Tak berapa lama, pintu kamar terbuka. Mas Adit berdiri tepat di belakangku dengan tatapan penuh intimidasi. Sementara aku masih terdiam dan menatap wajah angkuhnya dari balik cermin.
"Jangan berharap apa-apa dari pernikahan ini. Karena sampai kapan pun, kamu hanya seorang istri dan ibu pengganti. Jangan berharap pula aku akan mencintaimu sama seperti aku mencintai Nazwa. Karena kalian berdua terlalu bertolak belakang," ujarnya tanpa basa-basi. Nada suaranya begitu dingin. Seolah mampu membuat siapa pun yang mendengar jadi terintimidasi.
Aku menyunggingkan senyum kecut, lalu bangkit. Ku beranikan diri memutar tubuh menghadapnya.
"Mas tak usah khawatir, aku tahu posisiku di sini. Aku tak akan pernah berharap apa-apa, karena memang aku menikah dengan, Mas, demi Jovan," tegas ku
Walau rasanya sakit karena merasa tak diinginkan, aku tak akan pernah menangis di depan laki-laki ini. Laki-laki di depanku harus tahu, bahwa aku, tak mudah diintimidasi.
"Baguslah kalau begitu. Selama kamu melakukan tugasmu dengan baik. Sebagai istri dan juga ibu untuk Jovan, maka aku juga akan berusaha menjadi suami yang baik," ada jeda sejenak sebelum laki-laki berpenampilan rapi itu melanjutkan ucapannya.
"tapi satu hal yang harus kamu tahu, jangan pernah libatkan perasaan dalam pernikahan ini, kalau kamu tak ingin terluka. Aku tak bisa menjanjikan apapun untukmu." Setelah mengutarakan ketegasan itu, Mas Adit pergi. Meninggalkan aku yang hanya bisa menatap kosong punggung tegapnya.

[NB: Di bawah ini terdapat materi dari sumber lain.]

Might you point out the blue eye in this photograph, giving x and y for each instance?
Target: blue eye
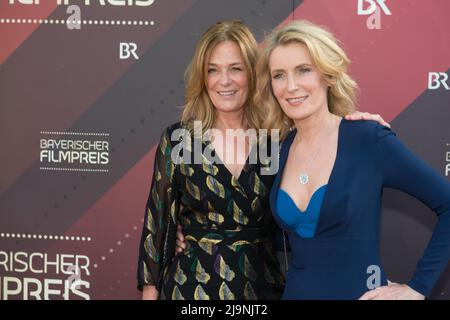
(304, 70)
(278, 76)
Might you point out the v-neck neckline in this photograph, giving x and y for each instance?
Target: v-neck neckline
(209, 144)
(332, 173)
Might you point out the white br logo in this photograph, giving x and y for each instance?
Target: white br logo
(437, 79)
(373, 21)
(127, 49)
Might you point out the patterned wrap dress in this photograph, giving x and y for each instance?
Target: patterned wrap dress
(226, 221)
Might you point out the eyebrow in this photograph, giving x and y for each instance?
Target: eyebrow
(299, 66)
(231, 65)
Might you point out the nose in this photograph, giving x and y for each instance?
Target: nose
(292, 84)
(225, 78)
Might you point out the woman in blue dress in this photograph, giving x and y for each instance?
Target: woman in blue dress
(327, 193)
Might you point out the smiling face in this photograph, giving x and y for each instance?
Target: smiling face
(299, 87)
(227, 79)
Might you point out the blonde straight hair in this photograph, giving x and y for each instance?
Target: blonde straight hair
(198, 105)
(327, 56)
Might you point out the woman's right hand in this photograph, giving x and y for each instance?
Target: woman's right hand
(149, 293)
(181, 245)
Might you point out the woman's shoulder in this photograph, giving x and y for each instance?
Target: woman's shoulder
(367, 128)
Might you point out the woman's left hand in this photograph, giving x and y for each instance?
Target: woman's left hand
(393, 291)
(367, 116)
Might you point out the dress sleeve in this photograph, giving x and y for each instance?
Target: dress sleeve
(403, 170)
(157, 240)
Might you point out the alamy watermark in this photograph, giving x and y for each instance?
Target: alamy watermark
(189, 150)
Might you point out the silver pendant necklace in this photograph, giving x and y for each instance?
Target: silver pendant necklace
(304, 177)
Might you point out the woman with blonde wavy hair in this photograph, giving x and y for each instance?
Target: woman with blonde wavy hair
(327, 193)
(222, 206)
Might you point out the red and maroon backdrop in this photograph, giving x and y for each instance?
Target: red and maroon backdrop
(109, 74)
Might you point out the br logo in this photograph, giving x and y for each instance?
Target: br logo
(373, 9)
(437, 79)
(128, 49)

Aku menitikan air mata tanpa sadar, sakit yang aku rasakan bukan karena penolakan Adit. Tapi karena semua impianku tentang pernikahan sakinah telah hancur berkeping-keping.
Sebagai wanita yang tak pernah merasakan kasih sayang seorang Ibu, apa salah? jika aku bermimpi tentang sebuah keluarga utuh yang kelak bisa kuberikan pada anak-anakku.

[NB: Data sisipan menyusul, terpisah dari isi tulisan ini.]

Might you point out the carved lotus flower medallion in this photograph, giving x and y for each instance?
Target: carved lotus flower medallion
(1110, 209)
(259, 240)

Kuseka air mata sialan ini, kemudian bergegas membersihkan diri, dan berganti baju. Kaos oblong berwarna merah dan celana jeans berwarna biru jadi pilihanku. Meski sebenarnya aku terbiasa hanya mengenakan hot pants jika di rumah. Tapi berhubung mertuaku masih di sini, rasanya tak sopan saja.
Sebelum itu aku menggulung rambut tinggi-tinggi, dan keluar dari kamar untuk membantu Bi Inah memasak. Sementara ayah dan adik angkatku, langsung pulang ke jawa, diantarkan sopir keluarga Kaffi.
"Kamu kenapa keluar, Kay? Istirahat saja dulu. Pasti kamu lelah," ujar ayah mertuaku tiba-tiba.
Aku berhenti dan menghampirinya. "Kay mau bantuin Bi Inah menyiapkan makan siang,"
Di sampingnya, ibu mertuaku hanya mengarahkan tatapan yang tak dapat ku artikan. Dia terkesan tak menyukai aku jadi menantunya. Atau bisa jadi dia masih belum menerima kematian Nazwa. Aku tak ingin berburuk sangka sebenarnya. Tapi sikap tak acuhnya padaku seakan menegaskan segalanya.
"Ya, biarikan saja, Bi, namanya juga tugas istri, ya, melayani suami." Ibu mertuaku bicara dengan nada agak sinis. Meski begitu, aku tetap berusaha menghormatinya dengan tersenyum.
"Jangan sinis begitu, Mi! Biar bagaimanapun Kayla sekarang menantu kita." Ayah mertuaku menasehati.
"Nggak apa-apa, Bi. Kayla mengerti kok. Ya sudah Abi, Umi, Kay mau bantu Bi Inah dulu," pamitku.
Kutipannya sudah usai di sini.